Foto: Belinsky | Religión Digital
O Homem — bom, justo — entrou há alguns dias nesta cidade símbolo do poder que é Jerusalém. Com pessoas religiosas que têm muito poder e pouca autoridade. O Homem bom, ao contrário, aparece revestido de misteriosa autoridade (exousía) e bastante impotência diante desses prepotentes. Apenas ostenta sua boa notícia, seu evangelho "como faca afiada" (Pedro Casaldáliga); uma faca que fere mas não mata, que desperta para que possa nascer vida nova. Ele é recebido com entusiasmo... que dura até que as expectativas sejam frustradas.
O Homem chegou entre hierático e abatido. Cansado da viagem e cansado das fechaduras. Mas decidido. Rodeado por um punhado de próximos cujas discussões, enquanto vinham no caminho, desnudavam — mais uma vez — suas ambições e incompreensões: nunca entenderam nada ou sempre entenderam pouco.
Urge pensar no presente e imaginar o futuro, porque a morte espreita. Percebe-se no ar mais do que uma simples ameaça. A mesa compartilhada é um bom lugar para discernir. E tenta dizer com gestos reafirmativos o que foi sua vida e o que será sua morte: uma entrega gratuita e até o fim. É preciso dividir e redividir. Mas eles e elas não veem: não podem ou não querem... Talvez porque o próprio vinho tinha um gosto diferente e o pão parecia mais ázimo do que nunca naquela (última) refeição.
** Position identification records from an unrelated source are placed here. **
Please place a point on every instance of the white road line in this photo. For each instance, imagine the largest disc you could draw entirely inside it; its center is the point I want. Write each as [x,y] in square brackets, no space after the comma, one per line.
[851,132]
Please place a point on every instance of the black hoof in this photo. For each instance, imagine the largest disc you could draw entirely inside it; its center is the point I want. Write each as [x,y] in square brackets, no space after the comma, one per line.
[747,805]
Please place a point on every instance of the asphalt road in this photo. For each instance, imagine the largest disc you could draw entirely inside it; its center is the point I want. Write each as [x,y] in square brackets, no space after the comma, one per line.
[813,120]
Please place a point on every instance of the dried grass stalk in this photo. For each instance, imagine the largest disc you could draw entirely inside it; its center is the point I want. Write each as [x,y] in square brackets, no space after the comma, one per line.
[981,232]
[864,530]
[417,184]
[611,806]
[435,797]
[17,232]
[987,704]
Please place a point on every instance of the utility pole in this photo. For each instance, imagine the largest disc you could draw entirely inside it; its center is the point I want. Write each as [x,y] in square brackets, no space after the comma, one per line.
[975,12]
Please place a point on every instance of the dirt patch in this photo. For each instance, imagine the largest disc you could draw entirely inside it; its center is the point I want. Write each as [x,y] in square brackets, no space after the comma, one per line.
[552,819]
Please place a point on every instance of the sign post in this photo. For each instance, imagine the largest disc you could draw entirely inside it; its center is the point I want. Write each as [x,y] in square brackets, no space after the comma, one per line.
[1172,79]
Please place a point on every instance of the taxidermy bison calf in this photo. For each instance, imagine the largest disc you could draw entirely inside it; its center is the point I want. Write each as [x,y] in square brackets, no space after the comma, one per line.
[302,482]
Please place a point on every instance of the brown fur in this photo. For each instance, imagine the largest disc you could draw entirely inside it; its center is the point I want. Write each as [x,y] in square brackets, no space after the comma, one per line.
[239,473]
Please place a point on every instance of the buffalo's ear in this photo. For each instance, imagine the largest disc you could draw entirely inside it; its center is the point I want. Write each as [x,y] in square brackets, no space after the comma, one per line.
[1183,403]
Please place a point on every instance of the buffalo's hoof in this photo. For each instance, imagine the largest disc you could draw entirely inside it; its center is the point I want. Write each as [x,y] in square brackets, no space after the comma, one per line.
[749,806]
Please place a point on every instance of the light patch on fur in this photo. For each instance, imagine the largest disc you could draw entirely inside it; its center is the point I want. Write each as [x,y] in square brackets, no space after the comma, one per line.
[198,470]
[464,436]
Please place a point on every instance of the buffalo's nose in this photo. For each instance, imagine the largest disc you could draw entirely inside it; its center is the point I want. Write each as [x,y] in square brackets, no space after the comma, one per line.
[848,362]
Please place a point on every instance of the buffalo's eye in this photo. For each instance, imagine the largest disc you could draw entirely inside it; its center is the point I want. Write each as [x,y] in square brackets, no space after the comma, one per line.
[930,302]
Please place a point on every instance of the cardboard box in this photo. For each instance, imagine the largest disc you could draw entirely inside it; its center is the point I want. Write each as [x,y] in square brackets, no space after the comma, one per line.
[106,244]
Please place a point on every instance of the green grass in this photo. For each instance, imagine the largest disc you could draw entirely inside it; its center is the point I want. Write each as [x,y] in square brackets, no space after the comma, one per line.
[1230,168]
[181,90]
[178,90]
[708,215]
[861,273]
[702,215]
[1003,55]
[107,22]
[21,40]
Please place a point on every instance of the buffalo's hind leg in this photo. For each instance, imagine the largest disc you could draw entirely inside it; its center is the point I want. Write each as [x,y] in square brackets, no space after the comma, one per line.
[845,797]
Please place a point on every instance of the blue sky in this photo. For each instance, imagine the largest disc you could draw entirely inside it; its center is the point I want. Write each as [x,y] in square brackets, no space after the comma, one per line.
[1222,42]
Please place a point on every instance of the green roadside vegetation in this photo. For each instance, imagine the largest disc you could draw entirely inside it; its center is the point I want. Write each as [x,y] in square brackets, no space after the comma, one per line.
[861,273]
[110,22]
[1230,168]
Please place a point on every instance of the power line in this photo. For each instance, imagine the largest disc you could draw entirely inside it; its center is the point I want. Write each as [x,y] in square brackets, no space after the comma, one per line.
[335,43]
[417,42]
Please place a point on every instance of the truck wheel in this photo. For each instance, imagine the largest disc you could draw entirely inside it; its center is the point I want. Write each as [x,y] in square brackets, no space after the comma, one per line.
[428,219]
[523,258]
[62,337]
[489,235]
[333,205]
Foto: Belinsky | Religión Digital
Depois do jantar com sabor a testamento e cheiro de traição, é preciso se retirar um pouco. Mas no jardim não encontra apenas o silêncio, mas também a solidão. O Homem sozinho com sua solidão. Estão, mas sem estar, seu Pai e seus irmãos. Aquele parece calar; estes preferem dormir (ou fechar os olhos diante da realidade). Silêncio e escuridão. Gemidos. Balbuceios. Rosto na terra, dura e seca.
A angústia dá lugar à traição que avança, sibilina. E, mais uma vez, mostrando sua desinteligência, alguns que querem se defender da violência com mais violência. E o Homem pensa consigo mesmo e se repete, murmurando: "só o evangelho como uma faca afiada". Essa é a Sua verdade. Aquela que tentará, em vão, oferecer mais uma vez diante de juízes sem justiça, prepotentes e ambiciosos. "E mais nada". Enquanto alguns lavam as mãos, outros as sujam com sangue inocente. Alguns se escondem. Outros saem e choram... mas antes que as lágrimas sequem, também se escondem. Todos pusilânimes.
E o Homem fica novamente sozinho. Sozinho com sua verdade, mas para quê?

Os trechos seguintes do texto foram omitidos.